Secured gates set into a towering, curved brick wall hide from the street a serene, tree-shaded courtyard with gurgling water feature and crimson double doors set into a two-story wall of glass. Sophisticated yet casually comfortable interior spaces are furnished in vibrant jewel tones and include a cavernous double-height living room with a glossy deep brown hardwoods, a TV-surmounted white brick fireplace and a soaring wall of glass with an over-the-swimming pool view of the ocean. The sky light topped dining room offers a sunken wet bar and a fireplace and the kitchen, with a hexagonal terra-cotta floor tiles, a butcher-block topped center island and up-to-date appliances, opens to an informal dining area and a cozily proportioned family room with another TV-surmounted fireplace plus a cushioned, ocean-facing window seat. Upstairs, a den/office with a fourth fireplace overlooks the living room while the elegantly proportioned master suite is plenty roomy enough to include a spacious sitting area and features an exposed beam ceiling and a room-wide wall of glass doors that slide open to a slender veranda with built-in ceiling heaters and panoramic beach, ocean and coastline views.
A tennis court, the only ocean-front tennis court on Carbon Beach, according to marketing materials, sits along the side of the house and a vast red brick terrace runs the full width of the property along the beach with a dark bottom swimming pool, spa a couple of tented pavilion patios for shaded lounging.
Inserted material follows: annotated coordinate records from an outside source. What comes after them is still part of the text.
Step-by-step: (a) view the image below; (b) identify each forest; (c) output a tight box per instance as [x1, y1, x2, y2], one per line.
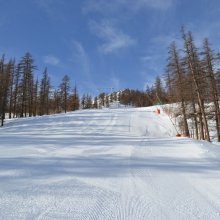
[0, 27, 220, 141]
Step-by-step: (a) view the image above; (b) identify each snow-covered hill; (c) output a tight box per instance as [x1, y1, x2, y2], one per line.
[0, 107, 220, 220]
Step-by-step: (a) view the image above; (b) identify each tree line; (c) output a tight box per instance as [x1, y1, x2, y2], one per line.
[0, 50, 167, 126]
[0, 53, 80, 126]
[165, 27, 220, 141]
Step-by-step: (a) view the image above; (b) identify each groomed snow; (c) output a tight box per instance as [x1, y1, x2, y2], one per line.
[0, 107, 220, 220]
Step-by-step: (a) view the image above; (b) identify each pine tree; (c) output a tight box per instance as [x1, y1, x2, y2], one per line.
[60, 75, 70, 113]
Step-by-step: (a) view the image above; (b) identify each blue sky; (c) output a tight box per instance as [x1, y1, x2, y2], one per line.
[0, 0, 220, 95]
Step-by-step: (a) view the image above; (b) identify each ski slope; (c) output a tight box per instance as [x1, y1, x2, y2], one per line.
[0, 107, 220, 220]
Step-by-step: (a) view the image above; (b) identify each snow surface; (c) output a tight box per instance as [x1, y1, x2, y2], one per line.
[0, 107, 220, 220]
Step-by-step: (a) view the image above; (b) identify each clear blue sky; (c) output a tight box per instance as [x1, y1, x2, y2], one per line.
[0, 0, 220, 95]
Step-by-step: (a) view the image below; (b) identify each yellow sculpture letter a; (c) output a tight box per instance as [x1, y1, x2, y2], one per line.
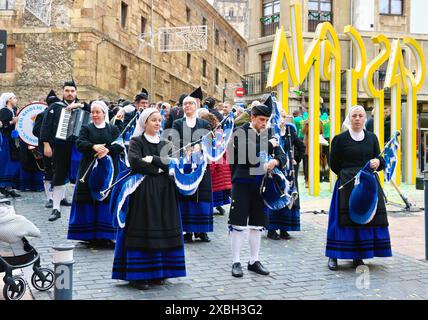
[315, 22, 341, 188]
[266, 27, 297, 114]
[385, 39, 407, 185]
[402, 37, 426, 184]
[363, 34, 391, 183]
[290, 3, 320, 196]
[344, 25, 367, 113]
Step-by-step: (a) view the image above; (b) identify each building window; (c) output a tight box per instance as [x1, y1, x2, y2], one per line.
[120, 1, 128, 29]
[6, 45, 15, 72]
[186, 7, 192, 22]
[0, 0, 16, 10]
[202, 59, 207, 78]
[379, 0, 404, 16]
[120, 64, 128, 89]
[141, 16, 147, 34]
[308, 0, 333, 32]
[260, 0, 281, 37]
[186, 53, 192, 69]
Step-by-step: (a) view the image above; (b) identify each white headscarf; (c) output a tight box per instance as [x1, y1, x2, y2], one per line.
[0, 92, 15, 109]
[132, 108, 159, 138]
[342, 105, 367, 141]
[91, 100, 110, 128]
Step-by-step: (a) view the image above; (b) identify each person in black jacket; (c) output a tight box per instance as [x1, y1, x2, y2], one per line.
[40, 80, 90, 221]
[0, 92, 21, 198]
[228, 104, 286, 277]
[172, 96, 214, 242]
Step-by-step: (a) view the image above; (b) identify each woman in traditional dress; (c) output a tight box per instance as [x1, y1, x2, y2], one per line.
[326, 106, 392, 270]
[172, 96, 214, 242]
[266, 110, 305, 240]
[0, 92, 21, 198]
[68, 101, 123, 245]
[113, 108, 186, 290]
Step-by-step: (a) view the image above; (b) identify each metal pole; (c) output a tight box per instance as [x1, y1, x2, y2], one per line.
[53, 244, 74, 300]
[424, 170, 428, 260]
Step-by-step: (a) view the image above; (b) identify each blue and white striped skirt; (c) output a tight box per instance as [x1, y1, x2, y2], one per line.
[112, 229, 186, 281]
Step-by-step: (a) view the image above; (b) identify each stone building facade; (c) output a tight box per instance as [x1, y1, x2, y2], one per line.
[0, 0, 247, 103]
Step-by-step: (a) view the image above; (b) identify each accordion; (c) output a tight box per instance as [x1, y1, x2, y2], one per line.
[55, 108, 90, 141]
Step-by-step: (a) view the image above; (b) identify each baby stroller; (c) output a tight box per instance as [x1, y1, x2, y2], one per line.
[0, 199, 55, 300]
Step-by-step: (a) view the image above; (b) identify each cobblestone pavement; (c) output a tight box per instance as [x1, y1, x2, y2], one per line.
[0, 184, 428, 300]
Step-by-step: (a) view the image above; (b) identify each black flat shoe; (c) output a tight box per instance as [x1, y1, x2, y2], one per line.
[279, 230, 291, 240]
[45, 199, 53, 209]
[129, 280, 150, 290]
[60, 198, 71, 207]
[232, 262, 244, 278]
[328, 258, 338, 271]
[247, 261, 269, 276]
[268, 230, 281, 240]
[49, 209, 61, 221]
[183, 232, 193, 243]
[352, 259, 366, 268]
[195, 232, 211, 242]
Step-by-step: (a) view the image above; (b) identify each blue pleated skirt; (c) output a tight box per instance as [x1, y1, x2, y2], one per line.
[0, 133, 21, 189]
[70, 143, 82, 183]
[179, 199, 214, 232]
[326, 182, 392, 259]
[112, 229, 186, 281]
[213, 190, 230, 208]
[266, 207, 300, 231]
[19, 168, 45, 192]
[67, 199, 116, 241]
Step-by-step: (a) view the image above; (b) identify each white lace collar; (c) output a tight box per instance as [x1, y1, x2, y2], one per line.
[94, 121, 106, 129]
[349, 129, 366, 141]
[185, 116, 196, 128]
[144, 132, 160, 144]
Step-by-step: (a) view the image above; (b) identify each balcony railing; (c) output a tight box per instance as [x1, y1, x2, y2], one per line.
[260, 14, 279, 37]
[0, 0, 16, 10]
[308, 10, 333, 32]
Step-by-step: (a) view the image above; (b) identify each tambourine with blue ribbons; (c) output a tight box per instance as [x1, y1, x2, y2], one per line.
[169, 152, 207, 196]
[349, 161, 379, 225]
[202, 112, 235, 162]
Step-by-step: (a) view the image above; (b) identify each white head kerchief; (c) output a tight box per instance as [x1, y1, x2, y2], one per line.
[132, 108, 159, 138]
[0, 92, 15, 109]
[342, 105, 367, 141]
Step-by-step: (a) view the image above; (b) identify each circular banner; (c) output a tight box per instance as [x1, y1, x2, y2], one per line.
[16, 102, 48, 147]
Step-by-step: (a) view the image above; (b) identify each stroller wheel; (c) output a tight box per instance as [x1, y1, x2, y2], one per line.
[3, 276, 25, 300]
[31, 268, 55, 291]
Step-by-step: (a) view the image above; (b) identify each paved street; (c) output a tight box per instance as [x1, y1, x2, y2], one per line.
[0, 183, 428, 300]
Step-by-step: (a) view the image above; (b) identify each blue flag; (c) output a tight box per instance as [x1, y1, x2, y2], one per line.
[383, 134, 399, 182]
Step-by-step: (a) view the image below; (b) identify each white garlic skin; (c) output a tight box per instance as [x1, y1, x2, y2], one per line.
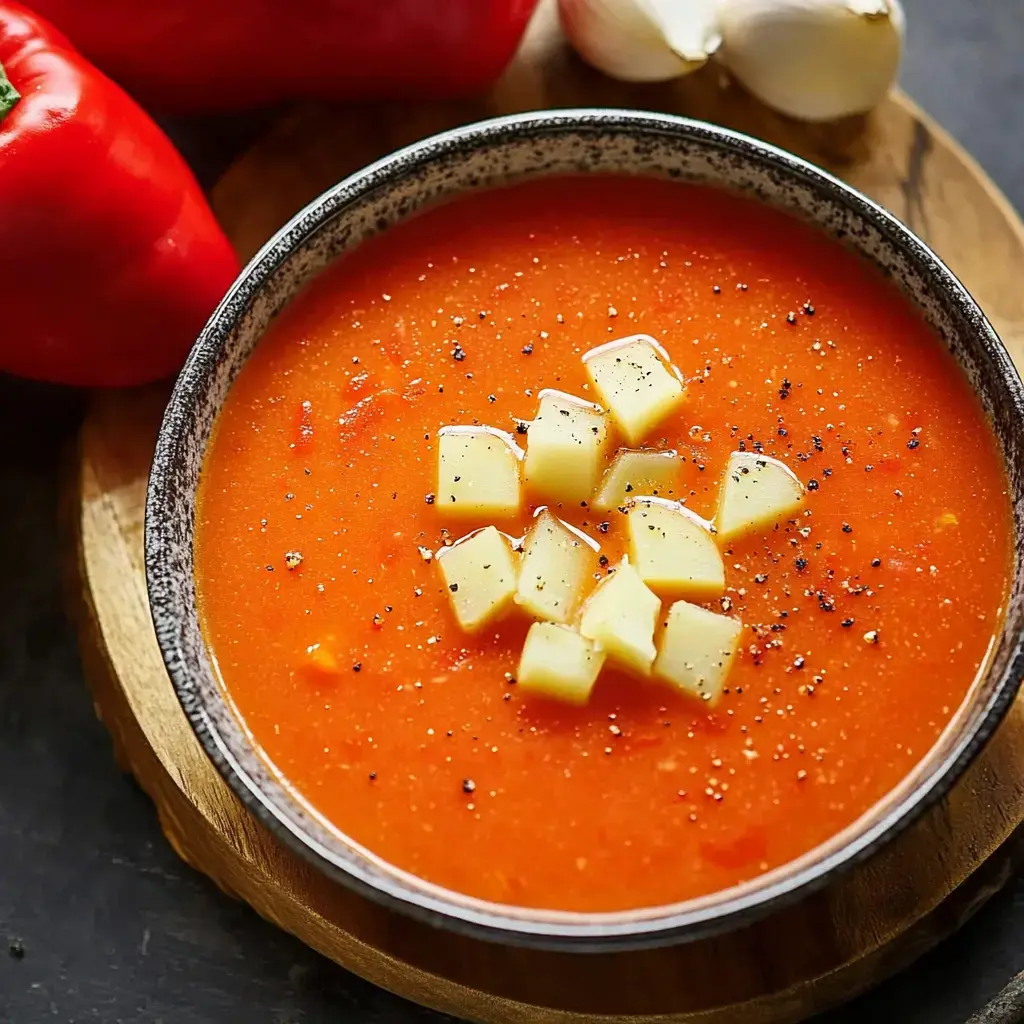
[718, 0, 905, 121]
[558, 0, 721, 82]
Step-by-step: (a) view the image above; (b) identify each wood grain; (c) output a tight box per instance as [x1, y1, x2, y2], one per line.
[73, 3, 1024, 1024]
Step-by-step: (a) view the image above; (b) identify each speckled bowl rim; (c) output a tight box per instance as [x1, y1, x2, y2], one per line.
[144, 109, 1024, 952]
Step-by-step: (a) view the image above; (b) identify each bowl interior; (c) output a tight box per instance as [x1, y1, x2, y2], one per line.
[145, 111, 1024, 949]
With a well-known penchant for a spendy lifestyle — his wife, Karen, has a convertible Rolls Royce painted Laker purple, the polemical producer, with a couple of handfuls of projects in his hopper including “SuperFly,” a remake of the 1972 blaxploitation movie “Super Fly,” still owns a 22,000-plus-square-foot, knoll-topping mansion with, according to tax records, eight bedrooms and thirteen bathrooms on not quite four acres in a coveted corner of L.A.’s Brentwood area. Since the mid 1980s the Silvers have also owned Auldbrass, a spectacular 330-acre spread in South Carolina’s picturesque low country with a painstakingly restored assemblage of low-slung and slope-walled structures designed in the 1940s by Frank Lloyd Wright for Michigan industrial consultant C. Leigh Stevens. The Silvers maintain Auldbrass as a private estate but make it available for limited public tours every two years with proceeds benefitting the Beaufort County Open Land Trust.